US 11,960,515 B1
	Edge computing units for operating conversational tools at local sites
Venkata Bhanu Teja Pallakonda, Bryan, TX (US); and Pragyana K. Mishra, Seattle, WA (US)
Assigned to Armada Systems, Inc., San Francisco, CA (US)
Filed by Armada Systems, Inc., San Francisco, CA (US)
Filed on Oct. 6, 2023, as Appl. No. 18/482,839.
Int. Cl. G06F 16/332 (2019.01); G06F 16/33 (2019.01); G06F 40/30 (2020.01)

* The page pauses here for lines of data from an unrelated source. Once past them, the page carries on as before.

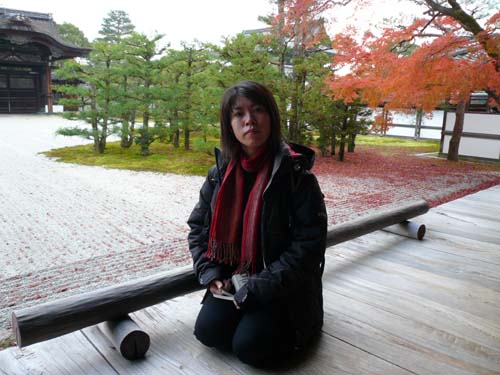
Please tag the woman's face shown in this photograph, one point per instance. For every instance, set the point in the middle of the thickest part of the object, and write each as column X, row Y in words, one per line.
column 251, row 125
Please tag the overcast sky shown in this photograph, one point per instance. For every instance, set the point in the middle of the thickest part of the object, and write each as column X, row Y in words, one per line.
column 184, row 20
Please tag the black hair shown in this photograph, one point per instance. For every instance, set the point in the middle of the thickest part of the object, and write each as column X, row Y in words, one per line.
column 258, row 94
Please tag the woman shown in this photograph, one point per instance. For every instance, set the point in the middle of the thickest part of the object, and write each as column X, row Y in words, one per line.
column 260, row 212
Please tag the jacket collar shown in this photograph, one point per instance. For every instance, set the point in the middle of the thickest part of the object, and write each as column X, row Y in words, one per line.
column 283, row 158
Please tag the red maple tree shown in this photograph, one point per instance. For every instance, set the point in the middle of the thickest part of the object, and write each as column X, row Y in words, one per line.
column 442, row 57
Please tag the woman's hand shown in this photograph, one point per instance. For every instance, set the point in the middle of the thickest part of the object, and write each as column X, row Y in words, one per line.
column 217, row 286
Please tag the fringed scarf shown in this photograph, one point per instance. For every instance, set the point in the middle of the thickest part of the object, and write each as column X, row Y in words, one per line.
column 234, row 232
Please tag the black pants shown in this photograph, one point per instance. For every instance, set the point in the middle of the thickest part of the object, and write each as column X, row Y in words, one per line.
column 257, row 337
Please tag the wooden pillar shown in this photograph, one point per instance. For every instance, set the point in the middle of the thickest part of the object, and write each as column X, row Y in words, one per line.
column 48, row 80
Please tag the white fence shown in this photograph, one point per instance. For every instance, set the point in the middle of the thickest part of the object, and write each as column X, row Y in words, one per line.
column 404, row 125
column 480, row 136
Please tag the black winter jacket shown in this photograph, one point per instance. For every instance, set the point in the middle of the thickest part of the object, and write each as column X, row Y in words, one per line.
column 293, row 238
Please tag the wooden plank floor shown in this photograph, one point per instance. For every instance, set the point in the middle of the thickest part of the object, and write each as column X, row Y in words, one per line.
column 392, row 306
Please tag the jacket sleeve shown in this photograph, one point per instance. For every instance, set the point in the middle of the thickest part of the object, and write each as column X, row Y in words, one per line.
column 199, row 223
column 302, row 258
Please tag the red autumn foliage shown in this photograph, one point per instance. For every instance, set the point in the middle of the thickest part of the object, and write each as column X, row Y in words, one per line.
column 372, row 178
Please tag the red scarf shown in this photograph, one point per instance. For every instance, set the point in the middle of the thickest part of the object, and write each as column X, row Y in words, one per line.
column 234, row 233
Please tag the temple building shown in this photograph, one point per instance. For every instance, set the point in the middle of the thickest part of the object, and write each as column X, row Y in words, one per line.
column 29, row 46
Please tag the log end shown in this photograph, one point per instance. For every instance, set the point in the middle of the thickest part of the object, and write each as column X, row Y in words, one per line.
column 135, row 345
column 421, row 232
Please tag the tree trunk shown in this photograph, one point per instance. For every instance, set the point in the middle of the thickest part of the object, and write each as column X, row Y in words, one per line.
column 340, row 156
column 418, row 124
column 333, row 143
column 177, row 135
column 457, row 131
column 352, row 143
column 186, row 138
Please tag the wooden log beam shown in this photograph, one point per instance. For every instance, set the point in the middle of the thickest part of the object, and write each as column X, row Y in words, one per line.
column 367, row 224
column 408, row 229
column 126, row 336
column 56, row 318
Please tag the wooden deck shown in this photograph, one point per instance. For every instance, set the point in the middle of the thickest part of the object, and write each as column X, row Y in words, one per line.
column 392, row 306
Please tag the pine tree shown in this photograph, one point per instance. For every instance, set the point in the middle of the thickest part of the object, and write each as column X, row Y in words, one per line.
column 116, row 26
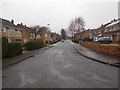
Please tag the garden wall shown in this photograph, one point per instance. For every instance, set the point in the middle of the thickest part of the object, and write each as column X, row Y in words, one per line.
column 114, row 50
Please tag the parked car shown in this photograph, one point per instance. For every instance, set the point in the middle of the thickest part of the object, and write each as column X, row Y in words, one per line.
column 104, row 40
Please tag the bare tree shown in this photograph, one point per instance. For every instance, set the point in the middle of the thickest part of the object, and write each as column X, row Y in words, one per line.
column 76, row 25
column 34, row 31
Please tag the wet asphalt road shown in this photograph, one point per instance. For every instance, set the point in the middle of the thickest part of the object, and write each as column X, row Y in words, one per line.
column 60, row 67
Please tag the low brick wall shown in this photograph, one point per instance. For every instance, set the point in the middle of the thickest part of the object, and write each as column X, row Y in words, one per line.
column 114, row 50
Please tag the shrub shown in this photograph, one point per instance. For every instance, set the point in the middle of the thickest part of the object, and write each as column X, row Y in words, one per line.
column 35, row 45
column 43, row 42
column 14, row 49
column 4, row 46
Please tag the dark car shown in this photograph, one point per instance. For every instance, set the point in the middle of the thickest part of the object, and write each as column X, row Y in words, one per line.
column 105, row 40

CPC G06F 16/3329 (2019.01) [G06F 16/3344 (2019.01); G06F 40/30 (2020.01)]

20 Claims

1. An edge computing unit comprising a containerized system having:

at least one processor unit;

at least one server rack;

at least one power unit;

at least one environmental control system; and

at least one isolation system,

wherein the at least one server rack comprises at least one data store programmed with:

one or more sets of instructions;

code for executing a first model, wherein the first model is a model configured to generate an embedding representing a semantic descriptor of a document in a vector space having a predetermined number of dimensions;

code for executing a second model, wherein the second model is a conversational model configured to generate a response to a query in reply to a prompt comprising information regarding the query; and

a knowledge base comprising a first plurality of knowledge documents and a first plurality of knowledge embeddings, wherein each of the first plurality of knowledge documents comprises a question pertaining to a domain and an answer to the question, and wherein each of the first plurality of knowledge embeddings was generated by the first model based at least in part on one of the first plurality of knowledge documents,

wherein the one or more sets of instructions, when executed by the at least one processor unit, cause the edge computing unit to at least:

receive a first set of text representing a first query from a computer system in communication with the edge computing unit;

provide at least a portion of the first set of text as a first input to the first model;

generate a first embedding based at least in part on a first output received in response to the first input;

identify a second plurality of embeddings, wherein each of the second plurality of embeddings is one of a predetermined number of the first plurality of embeddings most similar to the first embedding;

identify a second plurality of documents, wherein each of the second plurality of documents is one of the first plurality of documents from which one of the second plurality of embeddings was generated;

generate a first prompt based at least in part on the portion of the first set of text and the second plurality of documents;

provide the first prompt as a second input to the second model;

identify a first response to the first query based at least in part on a second output received in response to the second input; and

transmit a second set of text representing the first response to the computer system.